Jamie Gauthier graduated from the Future Fisher Program and now fishes out of Rustico.

In the old days fishing lobster meant early mornings, an iron stomach, rough hands and hauling traps.

It still means having fortitude and strength, but today’s fishers have to have lots of money, business savvy, networking skills, a hands-on science education and a backup plan.

That's where The Future Fisher Program comes in.

The government program - which offers new fishers courses in bookkeeping, lobster biology, lobster value chain and information on what it taking place in international markets –prepares fishers for the real life challenges of earning a living on the sea. Program participants are given credit for taking various Transport Canada marine courses such as radio operations, marine first aid, small vessel operator proficiency. The program also provides interest relief assistance up to $3000 per year to new fishers who have fishing loans.

“What you learn on the back of the boat is one thing, but fishers need to know why they’re getting $4 a pound at the wharf and people are paying $30 for a plate in calgary, “ said program instructor Dave MacEwen.
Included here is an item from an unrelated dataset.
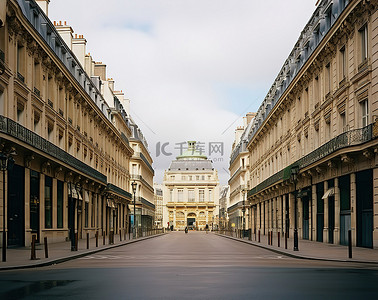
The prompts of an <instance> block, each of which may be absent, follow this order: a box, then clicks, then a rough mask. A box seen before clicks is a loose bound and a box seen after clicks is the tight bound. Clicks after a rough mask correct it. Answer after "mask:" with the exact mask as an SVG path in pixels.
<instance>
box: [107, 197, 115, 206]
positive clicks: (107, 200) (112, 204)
mask: <svg viewBox="0 0 378 300" xmlns="http://www.w3.org/2000/svg"><path fill="white" fill-rule="evenodd" d="M106 201H107V203H106V204H107V206H108V207H111V208H115V205H114V201H113V200H111V199H107V200H106Z"/></svg>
MacEwen has been teaching the workshops since they started in 2009.

Since the program began, 129 young fishers have participated in workshops, courses and meetings offering a variety of education and mentoring opportunities. The Future Fisher Program takes three years to complete with participants expected to obtain three credits through coursework and workshop attendance each year.

He invites processors to come and speak to future fishers about what lobster markets are looking for – for example, the Swedes like dill-flavored lobster products, other contries like lobster in brine.

And they discuss how to earn a living the other ten months of the year in other fisheries or marine industries.

“They learn more than throwing lobsters on the side of the wharf and getting a paycheque,” he said.“They’re putting a lot on the line for two months of the year.”

Program graduate Jamie Gauthier said learning how to interact with various levels of government and network with other lobster fishers was the most beneficial thing for him.

Gauthier fishes out of Rustico Harbour for May and June then runs a charter company withhis father Joey until September.

The Future Fisher Program helped open his eyes to the daily reality -- and the future of -- one of the Island’s key industries.

“It’s not just going fishing anymore, it’s a business that has to be run.”